Des luttes à la révolution, un parti utile, unitaire et révolutionnaire
Rosa Luxemburg énonce les choses d’une façon claire : « La social-démocratie est l’avant-garde la plus éclairée et la plus consciente du prolétariat. Elle ne peut ni ne doit attendre avec fatalisme, les bras croisés, que se produise une ’situation révolutionnaire’ ni que le mouvement populaire spontané tombe du ciel. [...] Pour entraîner les couches les plus larges du prolétariat dans une action politique de la social démocratie, et inversement pour que la social-démocratie puisse prendre et garder la direction véritable d’un mouvement de masse, et être à la tête de tout le mouvement au sens politique du terme, il faut qu’elle sache en toute clarté et avec résolution, fournir au prolétariat allemand pour la période des luttes à venir, une tactique et des objectifs. »3
Il faut être en capacité de proposer à chaque instant d’une mobilisation des mots d’ordre qui soient des points d’appui, des échéances pour construire le mouvement, redéfinir les objectifs immédiats au fur et à mesure. Ce n’est pas tâche aisée et demande une expérience qu’il est difficile d’acquérir dans des périodes de reflux des luttes. Les militant·es qui dirigent les mouvements doivent avoir la préoccupation permanente d’anticiper le coup d’après, de se soumettre à la validation des structures démocratiques de la mobilisation. Parfois ce que l’on propose est minoritaire et cela signifie que ce n’est pas en adéquation avec le moment du mouvement, ou pas pertinent ou encore que la mobilisation n’est pas en mesure de se l’approprier. Les débats sur les questions tactiques sont la réfraction des différents niveaux de conscience. Ils sont absolument nécessaires à l’homogénéisation, il n’y a pas de raccourci possible. De la bataille locale et limitée à la grève générale, nous avons la volonté raisonnée de construire l’unité du prolétariat et de ses organisations. C’est une des conditions nécessaires à un processus de transformation révolutionnaire de la société.

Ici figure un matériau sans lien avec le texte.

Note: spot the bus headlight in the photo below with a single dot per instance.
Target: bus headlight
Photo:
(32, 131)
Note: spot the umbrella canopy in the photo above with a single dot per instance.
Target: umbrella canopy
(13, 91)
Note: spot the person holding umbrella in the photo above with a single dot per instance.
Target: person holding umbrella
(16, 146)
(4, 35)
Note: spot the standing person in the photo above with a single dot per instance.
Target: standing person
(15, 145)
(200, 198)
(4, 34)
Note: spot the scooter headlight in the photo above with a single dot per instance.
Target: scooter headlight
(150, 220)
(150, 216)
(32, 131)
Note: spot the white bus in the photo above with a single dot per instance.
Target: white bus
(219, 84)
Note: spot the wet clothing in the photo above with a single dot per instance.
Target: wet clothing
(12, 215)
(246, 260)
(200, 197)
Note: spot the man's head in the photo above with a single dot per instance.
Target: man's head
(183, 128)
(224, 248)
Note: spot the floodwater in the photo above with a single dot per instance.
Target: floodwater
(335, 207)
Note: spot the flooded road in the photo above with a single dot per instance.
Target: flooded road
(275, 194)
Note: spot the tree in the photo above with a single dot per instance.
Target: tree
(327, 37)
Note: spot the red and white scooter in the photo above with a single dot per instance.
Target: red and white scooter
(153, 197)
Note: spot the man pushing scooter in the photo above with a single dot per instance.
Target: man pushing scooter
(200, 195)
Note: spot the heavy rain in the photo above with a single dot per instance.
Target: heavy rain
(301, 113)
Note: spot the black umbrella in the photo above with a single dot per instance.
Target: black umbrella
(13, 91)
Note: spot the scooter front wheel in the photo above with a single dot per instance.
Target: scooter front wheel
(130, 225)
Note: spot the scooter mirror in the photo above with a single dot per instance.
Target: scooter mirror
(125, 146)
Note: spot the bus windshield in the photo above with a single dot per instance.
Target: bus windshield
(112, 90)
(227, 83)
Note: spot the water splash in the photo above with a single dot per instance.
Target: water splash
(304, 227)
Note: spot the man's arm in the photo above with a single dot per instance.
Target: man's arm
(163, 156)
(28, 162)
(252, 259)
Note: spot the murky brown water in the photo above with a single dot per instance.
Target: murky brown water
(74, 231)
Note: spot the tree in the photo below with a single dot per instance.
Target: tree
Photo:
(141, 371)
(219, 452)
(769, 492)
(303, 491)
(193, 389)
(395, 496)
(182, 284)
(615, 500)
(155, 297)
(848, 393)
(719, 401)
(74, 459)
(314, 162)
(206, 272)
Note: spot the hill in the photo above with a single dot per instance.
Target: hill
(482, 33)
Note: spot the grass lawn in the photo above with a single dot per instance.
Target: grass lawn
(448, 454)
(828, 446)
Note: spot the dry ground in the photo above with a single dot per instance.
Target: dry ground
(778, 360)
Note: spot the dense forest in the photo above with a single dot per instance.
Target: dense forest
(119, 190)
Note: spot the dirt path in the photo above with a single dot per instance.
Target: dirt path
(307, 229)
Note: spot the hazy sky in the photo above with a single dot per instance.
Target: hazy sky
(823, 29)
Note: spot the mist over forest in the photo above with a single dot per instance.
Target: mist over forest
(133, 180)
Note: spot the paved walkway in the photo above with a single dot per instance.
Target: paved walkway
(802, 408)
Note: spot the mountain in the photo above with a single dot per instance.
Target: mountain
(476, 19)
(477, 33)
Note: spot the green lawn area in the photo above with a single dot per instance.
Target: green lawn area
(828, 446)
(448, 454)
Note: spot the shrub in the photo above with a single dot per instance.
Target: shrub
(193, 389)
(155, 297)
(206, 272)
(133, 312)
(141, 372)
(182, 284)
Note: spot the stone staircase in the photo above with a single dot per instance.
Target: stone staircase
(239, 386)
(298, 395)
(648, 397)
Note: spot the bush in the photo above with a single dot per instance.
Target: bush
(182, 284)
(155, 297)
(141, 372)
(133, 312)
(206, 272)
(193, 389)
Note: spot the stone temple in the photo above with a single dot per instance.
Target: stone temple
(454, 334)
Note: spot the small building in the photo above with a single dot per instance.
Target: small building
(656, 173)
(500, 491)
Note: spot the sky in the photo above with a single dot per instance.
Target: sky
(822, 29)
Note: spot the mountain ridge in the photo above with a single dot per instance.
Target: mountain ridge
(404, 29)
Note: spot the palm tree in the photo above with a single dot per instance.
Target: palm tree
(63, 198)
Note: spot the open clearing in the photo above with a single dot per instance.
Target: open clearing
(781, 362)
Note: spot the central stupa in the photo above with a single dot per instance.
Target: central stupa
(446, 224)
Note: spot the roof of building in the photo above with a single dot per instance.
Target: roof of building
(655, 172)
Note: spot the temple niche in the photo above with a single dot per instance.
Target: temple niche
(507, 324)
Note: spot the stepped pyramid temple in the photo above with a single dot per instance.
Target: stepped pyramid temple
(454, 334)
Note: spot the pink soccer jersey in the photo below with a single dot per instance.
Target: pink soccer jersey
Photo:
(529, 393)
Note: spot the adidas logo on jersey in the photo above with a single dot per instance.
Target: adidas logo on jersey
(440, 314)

Dans cette perspective, nous tentons toujours de proposer une stratégie unifiante face à l’atomisation des luttes et des résistances et partant du niveau de conscience de notre classe tel qu’il est pour l’élever et le radicaliser. Pour reprendre le mot de Bensaïd, nous concevons « le parti comme une boîte de vitesse », capable tout autant de s’inscrire dans le temps long de la lutte que de saisir le moment pour radicaliser et généraliser l’affrontement avec la bourgeoisie. Luttes politiques, luttes économiques, batailles électorales, nous choisissons rarement les terrains, mais nous avons la volonté de les articuler et de réintégrer chaque lutte contre l’injustice, chaque résistance, dans le cadre général de la guerre de classe et de l’émancipation du prolétariat.

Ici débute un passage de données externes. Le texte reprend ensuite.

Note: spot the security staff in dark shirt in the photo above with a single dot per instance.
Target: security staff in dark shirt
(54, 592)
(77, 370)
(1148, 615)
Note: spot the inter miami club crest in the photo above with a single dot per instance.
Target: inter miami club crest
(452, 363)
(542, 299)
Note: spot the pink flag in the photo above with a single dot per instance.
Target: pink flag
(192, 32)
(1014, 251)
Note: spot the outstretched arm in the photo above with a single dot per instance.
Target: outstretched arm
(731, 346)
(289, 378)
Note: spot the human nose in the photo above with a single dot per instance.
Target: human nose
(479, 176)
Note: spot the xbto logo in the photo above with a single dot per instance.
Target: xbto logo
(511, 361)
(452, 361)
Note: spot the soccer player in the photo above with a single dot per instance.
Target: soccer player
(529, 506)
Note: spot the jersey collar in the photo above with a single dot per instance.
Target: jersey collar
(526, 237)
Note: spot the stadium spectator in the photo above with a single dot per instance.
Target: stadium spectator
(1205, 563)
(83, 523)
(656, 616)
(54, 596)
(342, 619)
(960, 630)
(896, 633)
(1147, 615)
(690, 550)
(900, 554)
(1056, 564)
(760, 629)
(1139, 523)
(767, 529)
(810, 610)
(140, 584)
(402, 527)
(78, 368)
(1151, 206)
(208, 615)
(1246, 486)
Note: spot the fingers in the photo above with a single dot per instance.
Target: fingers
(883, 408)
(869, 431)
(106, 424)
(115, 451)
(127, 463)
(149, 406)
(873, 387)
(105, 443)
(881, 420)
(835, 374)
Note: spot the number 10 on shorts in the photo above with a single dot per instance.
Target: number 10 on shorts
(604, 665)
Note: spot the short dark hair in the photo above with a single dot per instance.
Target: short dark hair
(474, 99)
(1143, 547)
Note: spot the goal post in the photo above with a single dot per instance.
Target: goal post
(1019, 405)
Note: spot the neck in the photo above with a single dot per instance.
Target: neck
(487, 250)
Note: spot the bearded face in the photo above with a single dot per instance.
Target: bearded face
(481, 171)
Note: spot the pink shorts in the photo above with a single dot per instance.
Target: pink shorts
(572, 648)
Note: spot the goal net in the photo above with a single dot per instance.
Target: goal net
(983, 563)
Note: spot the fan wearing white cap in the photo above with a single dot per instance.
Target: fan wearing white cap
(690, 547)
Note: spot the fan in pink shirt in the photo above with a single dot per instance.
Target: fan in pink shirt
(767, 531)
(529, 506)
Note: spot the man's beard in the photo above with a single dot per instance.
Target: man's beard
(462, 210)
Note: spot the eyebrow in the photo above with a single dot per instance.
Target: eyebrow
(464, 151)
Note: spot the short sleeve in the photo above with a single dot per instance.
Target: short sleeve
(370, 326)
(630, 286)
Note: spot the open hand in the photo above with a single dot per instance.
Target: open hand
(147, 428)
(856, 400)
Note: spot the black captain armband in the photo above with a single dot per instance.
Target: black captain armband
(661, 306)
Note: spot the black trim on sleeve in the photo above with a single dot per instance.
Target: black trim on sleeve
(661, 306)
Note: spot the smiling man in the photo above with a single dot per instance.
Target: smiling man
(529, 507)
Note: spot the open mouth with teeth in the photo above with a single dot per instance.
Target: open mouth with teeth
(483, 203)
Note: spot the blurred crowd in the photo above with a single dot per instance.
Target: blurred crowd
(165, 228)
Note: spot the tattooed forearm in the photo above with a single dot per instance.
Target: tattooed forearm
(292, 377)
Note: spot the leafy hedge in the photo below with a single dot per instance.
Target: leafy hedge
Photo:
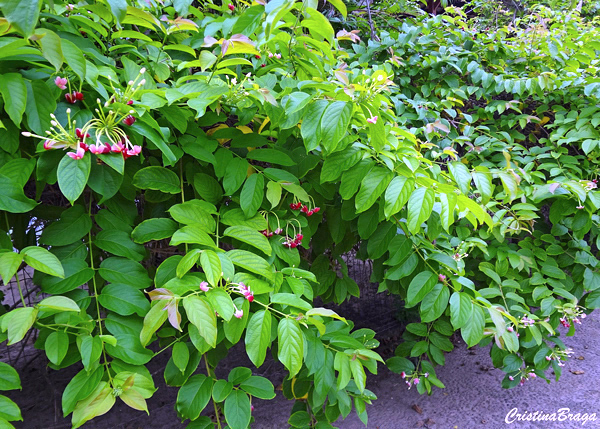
(202, 173)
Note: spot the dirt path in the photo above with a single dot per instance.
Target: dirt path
(472, 399)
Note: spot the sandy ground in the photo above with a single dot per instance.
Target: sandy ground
(473, 397)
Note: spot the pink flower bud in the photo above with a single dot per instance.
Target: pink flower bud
(61, 82)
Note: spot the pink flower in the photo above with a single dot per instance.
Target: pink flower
(135, 151)
(129, 120)
(97, 149)
(61, 82)
(77, 154)
(117, 147)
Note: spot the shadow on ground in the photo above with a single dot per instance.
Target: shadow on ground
(472, 399)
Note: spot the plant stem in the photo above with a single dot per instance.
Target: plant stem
(210, 374)
(20, 290)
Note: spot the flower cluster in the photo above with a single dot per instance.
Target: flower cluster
(412, 379)
(269, 234)
(292, 244)
(243, 289)
(304, 209)
(559, 356)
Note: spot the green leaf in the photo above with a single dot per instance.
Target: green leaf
(252, 194)
(221, 390)
(397, 194)
(12, 198)
(358, 374)
(9, 410)
(420, 286)
(208, 188)
(248, 21)
(181, 356)
(472, 331)
(9, 264)
(334, 124)
(372, 186)
(158, 179)
(22, 14)
(192, 234)
(91, 350)
(40, 103)
(202, 316)
(74, 224)
(74, 58)
(237, 410)
(152, 321)
(340, 6)
(194, 212)
(154, 229)
(118, 243)
(51, 47)
(124, 300)
(221, 302)
(461, 308)
(291, 345)
(461, 175)
(290, 299)
(420, 206)
(42, 260)
(19, 321)
(311, 124)
(194, 395)
(483, 181)
(79, 388)
(251, 262)
(211, 264)
(118, 9)
(258, 336)
(99, 402)
(73, 175)
(9, 378)
(258, 387)
(338, 162)
(272, 156)
(187, 262)
(58, 304)
(14, 95)
(56, 346)
(249, 236)
(434, 303)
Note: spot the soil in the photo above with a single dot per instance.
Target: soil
(473, 397)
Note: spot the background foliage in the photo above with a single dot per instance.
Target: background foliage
(200, 171)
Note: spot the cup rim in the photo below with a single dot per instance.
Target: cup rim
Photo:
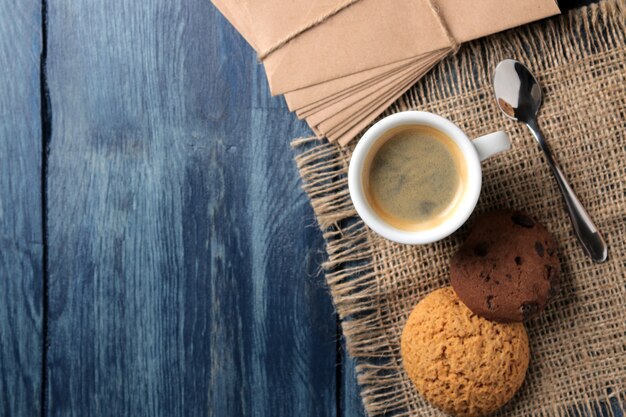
(369, 215)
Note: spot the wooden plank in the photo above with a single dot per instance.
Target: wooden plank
(183, 254)
(21, 241)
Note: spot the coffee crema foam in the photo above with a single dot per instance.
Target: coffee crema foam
(415, 177)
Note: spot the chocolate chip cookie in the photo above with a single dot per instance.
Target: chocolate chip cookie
(508, 269)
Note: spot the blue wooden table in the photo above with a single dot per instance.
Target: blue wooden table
(157, 255)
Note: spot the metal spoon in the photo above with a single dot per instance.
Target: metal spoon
(519, 97)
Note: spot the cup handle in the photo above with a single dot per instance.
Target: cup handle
(491, 144)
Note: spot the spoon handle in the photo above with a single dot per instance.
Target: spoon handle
(586, 231)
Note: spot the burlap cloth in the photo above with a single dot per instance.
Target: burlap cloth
(578, 344)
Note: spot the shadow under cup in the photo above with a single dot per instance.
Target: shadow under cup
(415, 177)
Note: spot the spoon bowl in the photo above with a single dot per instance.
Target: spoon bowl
(518, 93)
(519, 97)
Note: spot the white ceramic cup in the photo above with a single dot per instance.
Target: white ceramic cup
(474, 151)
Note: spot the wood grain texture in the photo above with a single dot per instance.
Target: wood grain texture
(21, 242)
(183, 272)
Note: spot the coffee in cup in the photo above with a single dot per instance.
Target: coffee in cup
(415, 177)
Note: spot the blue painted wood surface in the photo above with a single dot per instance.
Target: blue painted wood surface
(183, 272)
(21, 242)
(184, 259)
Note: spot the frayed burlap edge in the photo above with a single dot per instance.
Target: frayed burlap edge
(587, 33)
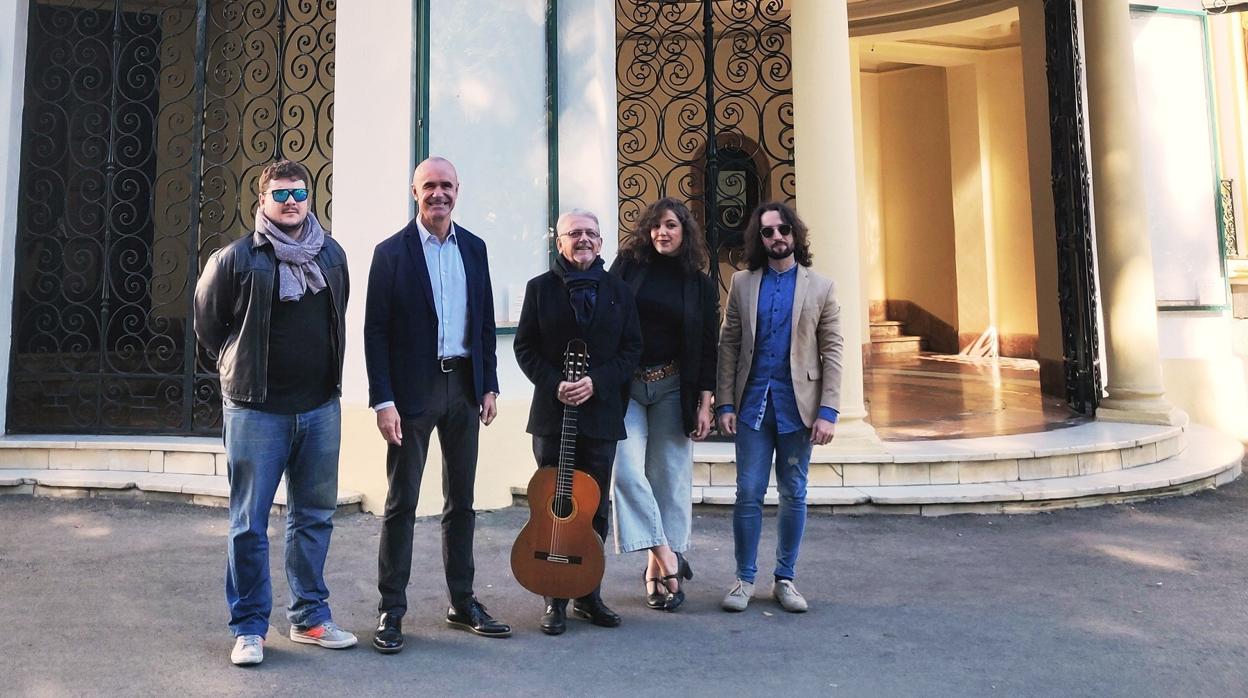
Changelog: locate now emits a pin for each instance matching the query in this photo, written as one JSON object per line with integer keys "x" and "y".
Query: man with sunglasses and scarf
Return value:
{"x": 270, "y": 309}
{"x": 779, "y": 390}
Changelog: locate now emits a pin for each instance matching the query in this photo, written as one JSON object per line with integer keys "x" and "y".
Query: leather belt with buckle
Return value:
{"x": 652, "y": 373}
{"x": 452, "y": 363}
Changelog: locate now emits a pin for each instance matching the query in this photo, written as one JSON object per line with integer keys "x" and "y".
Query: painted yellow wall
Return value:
{"x": 916, "y": 192}
{"x": 504, "y": 460}
{"x": 1006, "y": 120}
{"x": 1038, "y": 172}
{"x": 870, "y": 182}
{"x": 972, "y": 224}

La force des militant·es politiques tient à leur capacité à penser les objectifs immédiats des batailles en cours en articulation avec des perspectives plus larges pour une généralisation et une radicalisation des mobilisations : une souplesse d’adaptation à la réalité du niveau de conscience et d’organisation sans perdre ses repères par rapport au système capitaliste et à ses institutions. Sur les licenciements par exemple, nous pouvons être amenés à défendre une intervention de l’État, un projet de SCOP, une reconversion, une intégration au service public sans perdre de vue l’interdiction des licenciements, la réduction du temps de travail et in fine l’abolition du salariat ! De même sur les modalités du mouvement, de l’interpellation des éluEs à l’occupation du lieu de travail, le chemin est long et tortueux vers la grève générale insurrectionnelle !
Rosa Luxemburg développe largement l’articulation entre luttes sociales et politiques : « Lorsque la lutte politique s’étend, se clarifie et s’intensifie, non seulement la lutte revendicative ne disparaît pas mais elle s’étend, s’organise, et s’intensifie parallèlement. Il y a inter action complète entre les deux.

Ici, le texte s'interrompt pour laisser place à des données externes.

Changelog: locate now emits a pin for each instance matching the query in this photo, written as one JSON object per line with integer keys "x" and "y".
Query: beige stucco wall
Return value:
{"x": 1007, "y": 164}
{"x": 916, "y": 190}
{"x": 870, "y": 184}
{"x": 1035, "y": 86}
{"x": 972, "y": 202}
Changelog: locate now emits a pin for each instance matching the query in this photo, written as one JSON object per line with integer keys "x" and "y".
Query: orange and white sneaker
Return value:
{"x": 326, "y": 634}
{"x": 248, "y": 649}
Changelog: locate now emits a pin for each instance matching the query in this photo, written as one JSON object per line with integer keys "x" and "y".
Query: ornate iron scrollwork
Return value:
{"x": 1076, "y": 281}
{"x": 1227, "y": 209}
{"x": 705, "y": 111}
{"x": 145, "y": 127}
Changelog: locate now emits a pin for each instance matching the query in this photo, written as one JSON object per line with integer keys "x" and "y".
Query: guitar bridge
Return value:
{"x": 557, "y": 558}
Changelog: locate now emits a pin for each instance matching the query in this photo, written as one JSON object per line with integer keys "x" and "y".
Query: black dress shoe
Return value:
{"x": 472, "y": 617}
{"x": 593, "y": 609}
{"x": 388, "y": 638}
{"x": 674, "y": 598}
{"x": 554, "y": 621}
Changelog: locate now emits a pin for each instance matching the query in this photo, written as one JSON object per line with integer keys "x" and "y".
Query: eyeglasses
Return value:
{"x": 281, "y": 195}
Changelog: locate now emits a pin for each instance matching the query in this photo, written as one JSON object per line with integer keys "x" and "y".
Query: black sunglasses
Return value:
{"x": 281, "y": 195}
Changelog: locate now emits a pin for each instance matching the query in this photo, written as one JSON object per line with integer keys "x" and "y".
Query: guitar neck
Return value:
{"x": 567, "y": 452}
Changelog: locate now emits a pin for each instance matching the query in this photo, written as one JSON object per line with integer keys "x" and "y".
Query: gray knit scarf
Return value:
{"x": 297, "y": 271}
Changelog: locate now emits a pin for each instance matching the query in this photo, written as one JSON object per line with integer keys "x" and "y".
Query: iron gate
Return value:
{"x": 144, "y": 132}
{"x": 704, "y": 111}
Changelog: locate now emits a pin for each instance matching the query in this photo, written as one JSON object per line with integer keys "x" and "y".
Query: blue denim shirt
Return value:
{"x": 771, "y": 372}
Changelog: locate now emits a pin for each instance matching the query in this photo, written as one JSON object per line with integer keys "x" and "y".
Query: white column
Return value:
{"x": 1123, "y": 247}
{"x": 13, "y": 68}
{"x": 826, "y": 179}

Chaque nouvel élan et chaque nouvelle victoire de la lutte politique donnent une impulsion puissante à la lutte économique [...] Et inversement, la guerre économique incessante que les ouvriers livrent au capital tient en éveil l’énergie combative même aux heures d’accalmie politique; [...] En un mot la lutte économique présente une continuité, elle est le fil qui relie les différents nœuds politiques; la lutte politique est une fécondation périodique préparant le sol aux luttes économiques. »4
Un nouveau parti pour un nouveau cycle
En 2009, nous avons fait le pari que le cycle de luttes ouvert par 1995 et les scores de l’extrême gauche aux élections présidentielles de 2002 et 2007 seraient un tremplin suffisant pour fonder une nouvelle organisation dépassant largement la LCR, rassemblant anticapitalistes et révolutionnaires. Nous nous fixions « Deux tâches complémentaires [qui] se combinent : développer les luttes sociales, [...] construire un parti politique pour défendre un programme global d’émancipation. »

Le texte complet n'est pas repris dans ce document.